If you like Jekyll, you can setup a static site generator that does the work described here in a single GitHub repo. But we, as we don't like that much bash, we even don't like that much Jekyll. So we don't use it and do the work manually. It has pros and cons, but we like the idea that we are not bound to a technology we do not like.

Hosting a static web site on GitHub is very simple. Create a new repository and in the Settings, in the GitHub Pages section, select a branch to use as a website. If you have a custom domain, create a CNAME in the root of your branch a place the of your domain in it, or fill it in the Custom domain section. Then change your DNS settings to point to the github.com. That's all.

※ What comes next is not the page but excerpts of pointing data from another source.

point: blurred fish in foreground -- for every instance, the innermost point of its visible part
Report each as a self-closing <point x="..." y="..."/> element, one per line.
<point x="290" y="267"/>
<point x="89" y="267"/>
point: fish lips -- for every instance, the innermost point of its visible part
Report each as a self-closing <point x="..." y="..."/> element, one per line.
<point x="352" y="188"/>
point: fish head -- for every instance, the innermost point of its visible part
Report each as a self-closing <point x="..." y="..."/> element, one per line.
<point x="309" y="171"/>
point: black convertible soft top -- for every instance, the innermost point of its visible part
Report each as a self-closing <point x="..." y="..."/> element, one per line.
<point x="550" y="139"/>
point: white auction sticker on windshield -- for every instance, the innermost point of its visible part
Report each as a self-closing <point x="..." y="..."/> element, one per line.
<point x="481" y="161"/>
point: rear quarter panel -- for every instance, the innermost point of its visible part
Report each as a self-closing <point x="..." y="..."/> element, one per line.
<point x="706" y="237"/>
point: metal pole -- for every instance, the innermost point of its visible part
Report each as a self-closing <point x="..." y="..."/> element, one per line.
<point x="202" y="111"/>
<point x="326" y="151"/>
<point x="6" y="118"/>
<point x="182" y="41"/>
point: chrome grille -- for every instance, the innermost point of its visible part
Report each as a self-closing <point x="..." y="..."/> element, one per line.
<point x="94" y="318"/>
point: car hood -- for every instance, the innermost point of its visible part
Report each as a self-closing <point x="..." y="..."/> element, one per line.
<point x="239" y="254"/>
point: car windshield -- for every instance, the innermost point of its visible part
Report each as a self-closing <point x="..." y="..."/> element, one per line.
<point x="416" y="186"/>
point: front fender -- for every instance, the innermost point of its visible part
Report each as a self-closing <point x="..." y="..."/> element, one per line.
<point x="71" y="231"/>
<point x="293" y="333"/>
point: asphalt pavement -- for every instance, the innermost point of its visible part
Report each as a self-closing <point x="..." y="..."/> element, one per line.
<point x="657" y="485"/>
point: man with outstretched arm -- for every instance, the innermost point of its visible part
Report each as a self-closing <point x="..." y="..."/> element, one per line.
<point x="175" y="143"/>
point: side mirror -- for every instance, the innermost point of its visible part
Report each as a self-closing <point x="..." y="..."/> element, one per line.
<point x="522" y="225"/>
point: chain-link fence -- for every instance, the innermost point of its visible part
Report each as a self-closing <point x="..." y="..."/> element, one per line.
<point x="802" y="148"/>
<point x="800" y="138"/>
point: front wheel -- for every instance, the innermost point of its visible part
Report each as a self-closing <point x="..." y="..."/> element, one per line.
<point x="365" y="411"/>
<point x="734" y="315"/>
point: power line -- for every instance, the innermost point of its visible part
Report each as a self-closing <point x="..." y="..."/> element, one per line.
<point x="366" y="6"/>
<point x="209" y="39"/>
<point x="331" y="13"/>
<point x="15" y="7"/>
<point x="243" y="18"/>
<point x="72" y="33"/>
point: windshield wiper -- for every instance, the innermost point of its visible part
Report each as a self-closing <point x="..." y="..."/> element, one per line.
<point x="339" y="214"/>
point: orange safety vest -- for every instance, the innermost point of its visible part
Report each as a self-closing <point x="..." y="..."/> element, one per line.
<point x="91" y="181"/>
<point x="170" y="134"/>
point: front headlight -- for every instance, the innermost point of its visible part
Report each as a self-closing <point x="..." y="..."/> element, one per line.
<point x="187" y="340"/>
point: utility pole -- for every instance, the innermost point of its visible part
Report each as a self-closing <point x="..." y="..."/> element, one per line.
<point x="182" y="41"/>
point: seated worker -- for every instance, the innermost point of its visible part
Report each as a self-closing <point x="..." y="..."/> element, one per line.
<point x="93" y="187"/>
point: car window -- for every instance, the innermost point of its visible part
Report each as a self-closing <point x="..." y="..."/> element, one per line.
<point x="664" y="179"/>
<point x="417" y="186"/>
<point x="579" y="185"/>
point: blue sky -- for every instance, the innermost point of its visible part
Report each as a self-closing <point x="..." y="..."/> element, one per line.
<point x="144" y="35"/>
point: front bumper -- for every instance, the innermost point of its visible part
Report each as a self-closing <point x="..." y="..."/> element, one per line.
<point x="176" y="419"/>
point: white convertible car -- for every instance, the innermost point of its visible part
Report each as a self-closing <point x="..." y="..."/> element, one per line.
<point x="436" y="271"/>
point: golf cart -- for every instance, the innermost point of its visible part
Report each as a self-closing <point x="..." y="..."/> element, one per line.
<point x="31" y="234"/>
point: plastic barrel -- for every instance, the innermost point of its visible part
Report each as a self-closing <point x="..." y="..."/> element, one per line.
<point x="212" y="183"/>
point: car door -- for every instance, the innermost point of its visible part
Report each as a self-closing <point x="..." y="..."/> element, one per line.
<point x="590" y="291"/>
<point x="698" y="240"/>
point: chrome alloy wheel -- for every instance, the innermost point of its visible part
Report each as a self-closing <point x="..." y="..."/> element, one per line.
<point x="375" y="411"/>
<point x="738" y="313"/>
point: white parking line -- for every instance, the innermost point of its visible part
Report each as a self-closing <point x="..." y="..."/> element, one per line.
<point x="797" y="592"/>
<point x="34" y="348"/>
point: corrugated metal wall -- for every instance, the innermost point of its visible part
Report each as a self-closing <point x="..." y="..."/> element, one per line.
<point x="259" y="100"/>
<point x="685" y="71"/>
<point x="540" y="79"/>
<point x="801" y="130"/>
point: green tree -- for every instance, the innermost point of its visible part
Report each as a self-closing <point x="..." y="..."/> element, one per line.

You can even use single repository to contain your source codes for the web site, probably in the master branch, and pregenerated site in the gh-pages branch. Our website can be used as an example.

My desired solution

As mentioned earlier, the current pipeline is not ideal in our eyes. We would like to make the deplyment process automatic. We would like to have option to process some inputs from our visitors.

Our current vision is to split reading (displaying content) and writing (processing input). This design is inspired by the CQRS architecture, which scales differently write side and read side.

Our ideal CMS would generate as much of the content as possible directly after making a change. It will push changed HTML or assets to a production/static site server. Such CMS will be hidden on a 'not-so-public' domain and will processs only write side requests and than redirects user back to the static site. In some cases, the user will see the newly pregenerated page immediately after redirect, in other cases, he will be noticed that the request is processing and to try to reload the page in a moment.

We don't have a CMS like this in a moment and we didn't even found some, capable of such worflow...

Summary

Today, you can very simply have a web site, which is always on, which runs on your domain and which costs you nothing. It is simply awsome!